Tuesday night’s planning commission meeting featured a first look at two housing projects that could bring 90 affordable units to a city strapped by the high cost of living and a dearth of accommodation for low-income residents.

Foster City-based nonprofit affordable housing developer MidPen Housing is proposing a 42-unit residential complex at 414 Petaluma Blvd. North near Lakeville Street, a depressed portion of the main boulevard undergoing revitalization efforts. The other proposal, submitted by Santa Rosa affordable housing developer Burbank Housing, would construct 50 units at 1601 Petaluma Blvd. South near the Highway 101 overpass.

Unlike most of the housing projects that appear before the seven-member advisory Planning Commission, both projects qualified for a streamlined ministerial review process made possible by SB35.

Since Petaluma has not met affordable housing construction goals outlined by the state’s regional housing needs assessment, qualifying developers like MidPen and Burbank can opt to use the streamlined approval process to expedite affordable housing construction.

The process in part removes the requirements for an environmental analysis, conditional use permit authorizations or other entitlements, yet must comply with the city’s zoning and objective design standards. Neither affordable housing developers were required to bring the projects to the Planning Commission under the SB35 review process, but chose to do so in order to collect community input and increase transparency, according to Planning Manager Heather Hines.

Several public comments criticizing the projects named traffic congestion and parking among their chief concerns.

All but one of the 42 MidPen units will be priced as rentals for those earning between 30% and 80% of area median income, geared toward those earning between $23,000 and $68,000 a year. The remaining unit is reserved for an on-site manager.

The Burbank Housing project’s 50 units are designated along similar lines, reserving one for a manager while the remaining rentals serve households earning low incomes, very low incomes and extremely low incomes compared to the area average.

The project has not yet specified how many units will serve each respective three low-income tiers or rent amounts. Of the proposed 50 units, 15 will be one-bedroom, 20 two-bedrooms and 15 three-bedrooms. Burbank’s project is connected to the proposed 405-unit Downtown Station apartment complex next to the downtown SMART station, partly fulfilling the downtown developer’s affordable housing requirements as mandated by city ordinance.

However, the Burbank Housing project’s steps forward are currently uncertain, as the project is one of the three developments associated with the complex Corona Road Station project. A group of citizens recently took steps toward filing a lawsuit against the Corona Road Station landowner Lomas Partners. The legal action could delay the 405-unit Downtown Station apartment complex and its connected off-site Burbank affordable housing project.

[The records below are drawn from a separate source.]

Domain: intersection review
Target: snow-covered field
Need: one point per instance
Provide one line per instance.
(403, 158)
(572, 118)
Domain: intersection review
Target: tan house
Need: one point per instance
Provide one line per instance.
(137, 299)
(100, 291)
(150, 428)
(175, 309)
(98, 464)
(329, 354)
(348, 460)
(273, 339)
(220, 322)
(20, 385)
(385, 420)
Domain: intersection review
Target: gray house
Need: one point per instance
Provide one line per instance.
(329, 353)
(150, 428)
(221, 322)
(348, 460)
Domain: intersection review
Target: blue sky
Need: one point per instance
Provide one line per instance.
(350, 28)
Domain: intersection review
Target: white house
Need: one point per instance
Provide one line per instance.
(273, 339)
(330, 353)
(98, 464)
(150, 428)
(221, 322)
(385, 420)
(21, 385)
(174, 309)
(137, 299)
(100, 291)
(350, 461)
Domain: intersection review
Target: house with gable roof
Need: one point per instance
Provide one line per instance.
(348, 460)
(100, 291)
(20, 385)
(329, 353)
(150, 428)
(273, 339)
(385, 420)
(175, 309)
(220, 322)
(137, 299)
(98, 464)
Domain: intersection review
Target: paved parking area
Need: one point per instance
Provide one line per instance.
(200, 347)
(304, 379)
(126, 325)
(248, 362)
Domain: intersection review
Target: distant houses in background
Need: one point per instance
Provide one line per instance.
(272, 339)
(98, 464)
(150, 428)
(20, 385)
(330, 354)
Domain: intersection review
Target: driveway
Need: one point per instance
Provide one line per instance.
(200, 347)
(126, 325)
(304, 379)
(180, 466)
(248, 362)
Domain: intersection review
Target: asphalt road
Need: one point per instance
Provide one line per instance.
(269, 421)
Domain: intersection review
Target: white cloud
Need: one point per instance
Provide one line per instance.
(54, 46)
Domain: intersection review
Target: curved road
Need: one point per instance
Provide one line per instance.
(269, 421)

Ali Gaylord with MidPen Housing said monthly rents for the project will start at about $500 for a one-bedroom and reach just over $1,500 for a three-bedroom unit. Just under half of the 41 affordable units will be one-bedrooms, while the remaining 22 will be split between two-bedroom and three-bedrooms. Gaylord said construction is anticipated to begin March 2021 and last approximately 15 months, aiming to begin leasing fall 2021.

According to the most recent 2018 Annual Housing Report for Petaluma, the city met just 5% of the targets to build very low income units and 1% of the low income unit targets. Out of 750 building permits, the city issued a combined 27 approvals for low and very low income units. The vast majority of housing built in 2018 caters to those earning above moderate income.